Kurt Prödel

Klapper

Roman
Cover: Klapper
Park X Ullstein, Berlin 2025
ISBN 9783988160249
Gebunden, 256 Seiten, 22,00 EUR

Klappentext

2011. Klapper ist 16 und hat die Sommerferien alleine vor seinem Computer verbracht. Am ersten Schultag kommt Bär in seine Klasse - und setzt sich neben ihn. Groß, stark und unbeeindruckt von sozialen Normen, ist sie die Einzige, die Klapper, den blassen Nerd mit langen Haaren und knackenden Gelenken, nicht wie einen Außenseiter behandelt. Und genau wie er liebt sie das Zocken. Klapper merkt immer mehr, dass er sich in Bärs Gegenwart unverwundbar fühlt. Doch während seine Gefühle genau wie ihre Freundschaft wachsen, steuern sie gemeinsam auf den Tag zu, der alles ändert.

Rezensionsnotiz zu Die Zeit, 10.04.2025

Rezensent Benedikt Herber ist noch nicht so ganz überzeugt, dass Menschen, die lustige Social Media-Accounts betreiben, auch unbedingt gute Romane schreiben können, "El Hotzo" Roman ist für ihn gefloppt, aber wie sieht es mit Kurt Prödel aus, der nun sein Debüt vorlegt? Es geht um den titelgebenden "Klapper", der von seinen Mitschülern so genannt wird, weil seine Gelenke nicht zu knacken aufhören wollen, und "Bär", die neu in seine Klasse kommt und in die er sich verguckt, wie wir erfahren. Zwischen Counter-Strike und Kollegah gelinge es Prödel, allerhand Distinktionsmerkmale der frühen 2010er Jahre aufs Korn zu nehmen, das sei lustig, gerade deshalb, weil in der Überzeichnung ein wahrer Kern liege. Herber merkt dem Buch aber auch an, dass es ziemlich schnell geschrieben wurde, er stört sich etwa daran, dass beinahe jedem Adjektiv das Attribut "knall-" vorgeschoben wird, aber noch viel mehr daran, dass weder Autor noch Leser wissen (können), ob der Roman Coming of Age-, Mobbing- oder Zockergeschichte sein soll. Für den Kritiker ist das schade, denn die Figurenzeichnungen zeigen durchaus, dass Prödel Talent zum Erzählen hat, wie er schließt.
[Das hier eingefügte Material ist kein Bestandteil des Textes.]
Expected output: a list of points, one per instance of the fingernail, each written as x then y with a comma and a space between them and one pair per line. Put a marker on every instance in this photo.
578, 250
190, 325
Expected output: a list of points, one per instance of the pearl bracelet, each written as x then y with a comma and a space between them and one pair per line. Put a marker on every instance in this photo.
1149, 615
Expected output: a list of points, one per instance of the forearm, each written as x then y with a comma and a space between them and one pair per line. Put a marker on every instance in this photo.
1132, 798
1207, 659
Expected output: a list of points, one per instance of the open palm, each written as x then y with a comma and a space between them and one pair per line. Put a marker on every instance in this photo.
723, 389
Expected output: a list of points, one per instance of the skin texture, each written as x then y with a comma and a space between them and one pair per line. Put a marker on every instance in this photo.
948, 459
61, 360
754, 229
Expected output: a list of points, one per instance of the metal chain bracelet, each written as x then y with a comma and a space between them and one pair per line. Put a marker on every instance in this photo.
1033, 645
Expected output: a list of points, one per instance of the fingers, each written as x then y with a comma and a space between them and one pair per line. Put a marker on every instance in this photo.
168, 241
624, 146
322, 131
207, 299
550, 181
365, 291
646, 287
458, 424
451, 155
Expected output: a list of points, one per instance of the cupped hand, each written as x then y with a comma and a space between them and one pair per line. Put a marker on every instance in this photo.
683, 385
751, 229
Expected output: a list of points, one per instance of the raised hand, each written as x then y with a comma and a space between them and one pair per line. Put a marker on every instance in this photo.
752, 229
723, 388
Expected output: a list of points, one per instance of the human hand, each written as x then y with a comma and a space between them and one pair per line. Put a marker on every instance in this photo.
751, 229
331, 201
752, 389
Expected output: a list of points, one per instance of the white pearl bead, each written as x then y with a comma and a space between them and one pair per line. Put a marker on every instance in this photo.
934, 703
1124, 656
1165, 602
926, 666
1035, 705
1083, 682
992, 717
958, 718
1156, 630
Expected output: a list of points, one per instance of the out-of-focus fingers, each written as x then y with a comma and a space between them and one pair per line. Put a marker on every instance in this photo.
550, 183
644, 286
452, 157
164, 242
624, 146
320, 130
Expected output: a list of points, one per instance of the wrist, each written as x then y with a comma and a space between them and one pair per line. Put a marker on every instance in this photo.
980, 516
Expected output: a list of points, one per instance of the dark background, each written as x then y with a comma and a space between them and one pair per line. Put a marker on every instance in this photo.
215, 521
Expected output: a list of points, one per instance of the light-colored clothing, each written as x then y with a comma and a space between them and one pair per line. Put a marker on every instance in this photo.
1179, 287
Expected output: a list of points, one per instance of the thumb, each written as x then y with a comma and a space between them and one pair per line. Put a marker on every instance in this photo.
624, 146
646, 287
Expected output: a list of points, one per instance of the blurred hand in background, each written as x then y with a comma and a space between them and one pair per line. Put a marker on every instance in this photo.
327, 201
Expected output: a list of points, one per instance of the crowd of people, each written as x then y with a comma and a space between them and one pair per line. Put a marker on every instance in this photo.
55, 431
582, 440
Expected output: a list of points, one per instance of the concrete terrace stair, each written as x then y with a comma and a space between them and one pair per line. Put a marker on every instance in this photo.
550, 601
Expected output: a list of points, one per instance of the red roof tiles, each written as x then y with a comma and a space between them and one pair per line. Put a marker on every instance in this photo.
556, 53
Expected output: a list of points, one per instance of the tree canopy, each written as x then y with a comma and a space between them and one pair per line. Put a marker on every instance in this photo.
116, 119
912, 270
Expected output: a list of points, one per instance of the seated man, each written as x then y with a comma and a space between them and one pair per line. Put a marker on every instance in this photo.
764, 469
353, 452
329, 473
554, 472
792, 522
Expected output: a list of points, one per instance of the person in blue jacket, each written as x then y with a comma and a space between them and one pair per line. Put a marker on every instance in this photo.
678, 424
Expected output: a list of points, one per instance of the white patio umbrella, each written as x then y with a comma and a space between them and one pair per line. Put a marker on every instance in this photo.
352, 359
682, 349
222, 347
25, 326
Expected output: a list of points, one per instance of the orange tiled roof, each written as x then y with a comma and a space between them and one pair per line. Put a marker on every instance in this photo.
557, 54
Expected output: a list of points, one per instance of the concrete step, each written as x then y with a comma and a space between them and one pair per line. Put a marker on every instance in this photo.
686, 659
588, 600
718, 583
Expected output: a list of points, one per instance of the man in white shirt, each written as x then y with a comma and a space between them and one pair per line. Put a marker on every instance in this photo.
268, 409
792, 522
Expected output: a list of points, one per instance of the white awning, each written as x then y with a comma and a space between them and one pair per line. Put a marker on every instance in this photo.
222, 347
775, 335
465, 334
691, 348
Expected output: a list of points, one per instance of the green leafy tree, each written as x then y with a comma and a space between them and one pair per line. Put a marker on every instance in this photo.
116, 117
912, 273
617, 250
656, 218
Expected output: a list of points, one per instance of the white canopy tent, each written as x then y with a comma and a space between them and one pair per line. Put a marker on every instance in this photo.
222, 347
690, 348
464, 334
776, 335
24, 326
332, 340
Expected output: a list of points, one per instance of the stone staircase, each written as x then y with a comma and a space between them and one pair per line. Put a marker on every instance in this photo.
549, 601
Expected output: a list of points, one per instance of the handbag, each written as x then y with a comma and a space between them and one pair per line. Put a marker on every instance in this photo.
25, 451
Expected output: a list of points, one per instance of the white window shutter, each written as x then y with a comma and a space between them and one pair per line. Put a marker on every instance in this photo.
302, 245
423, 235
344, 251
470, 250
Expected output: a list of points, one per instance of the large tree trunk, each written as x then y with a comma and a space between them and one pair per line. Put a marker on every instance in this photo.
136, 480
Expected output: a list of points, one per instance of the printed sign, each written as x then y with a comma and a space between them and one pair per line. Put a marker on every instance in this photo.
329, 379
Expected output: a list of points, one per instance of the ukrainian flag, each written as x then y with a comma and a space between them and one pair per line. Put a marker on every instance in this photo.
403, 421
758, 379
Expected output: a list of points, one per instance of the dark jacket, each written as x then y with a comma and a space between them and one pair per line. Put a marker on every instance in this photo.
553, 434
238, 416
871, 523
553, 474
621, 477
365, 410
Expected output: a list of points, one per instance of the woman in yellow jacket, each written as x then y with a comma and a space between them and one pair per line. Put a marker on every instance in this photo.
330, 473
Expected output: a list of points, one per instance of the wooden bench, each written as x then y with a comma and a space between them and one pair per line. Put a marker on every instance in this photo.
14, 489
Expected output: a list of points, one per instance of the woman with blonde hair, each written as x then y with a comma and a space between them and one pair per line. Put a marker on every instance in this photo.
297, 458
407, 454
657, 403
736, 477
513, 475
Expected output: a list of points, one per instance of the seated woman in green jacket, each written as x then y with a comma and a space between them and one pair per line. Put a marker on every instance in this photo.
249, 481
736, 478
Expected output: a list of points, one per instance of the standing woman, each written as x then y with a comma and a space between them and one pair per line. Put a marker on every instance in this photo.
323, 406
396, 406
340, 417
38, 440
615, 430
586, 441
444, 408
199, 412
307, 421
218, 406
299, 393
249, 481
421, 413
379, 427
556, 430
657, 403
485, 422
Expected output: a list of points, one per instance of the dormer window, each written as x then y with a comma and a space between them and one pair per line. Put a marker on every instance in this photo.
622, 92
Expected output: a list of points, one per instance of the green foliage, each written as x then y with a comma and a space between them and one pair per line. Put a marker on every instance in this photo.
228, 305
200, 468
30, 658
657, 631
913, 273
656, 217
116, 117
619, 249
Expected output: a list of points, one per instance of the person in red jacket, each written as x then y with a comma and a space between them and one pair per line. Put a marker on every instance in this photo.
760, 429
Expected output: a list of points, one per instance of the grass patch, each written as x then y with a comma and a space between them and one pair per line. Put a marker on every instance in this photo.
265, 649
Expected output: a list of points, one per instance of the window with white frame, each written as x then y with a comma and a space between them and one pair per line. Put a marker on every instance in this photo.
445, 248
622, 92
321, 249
Rezensionsnotiz zu Frankfurter Allgemeine Sonntagszeitung, 22.03.2025

Eine hymnische Besprechung widmet Clemens J. Setz diesem Roman von Kurt Prödel, auf den er lange gewartet hat. Manchmal übernehme ein Autor die "Rolle eines geeigneten Wirtskörpers", bis der Roman plötzlich bereit sei, erklärt Setz zu der Geschichte um den sechzehnjährigen Klapper, dessen klappriger Körper ihm diesen Spitznamen verpasst hat, und Bär, die eines Tages neu in seine Klasse kommt. Zwischen "Counter-Strike und Kollegah-Lyrics" entwickeln die beiden eine eigene Sprache und verlieben sich, erfahren wir, darüber hinaus besucht Klapper seine Mutter in der Psychiatrie, Bär ist für ihre Geschwister verantwortlich, weil Eltern manchmal "kompetenztechnisch einfach plötzlich zusammenklappen." Ein Roman, der mit seiner Orientierung zwischen Computerspielen, erster Verliebtheit und Freundschaft und der wunderbar frischen Sprache für Setz ziemlich meisterhaft ist.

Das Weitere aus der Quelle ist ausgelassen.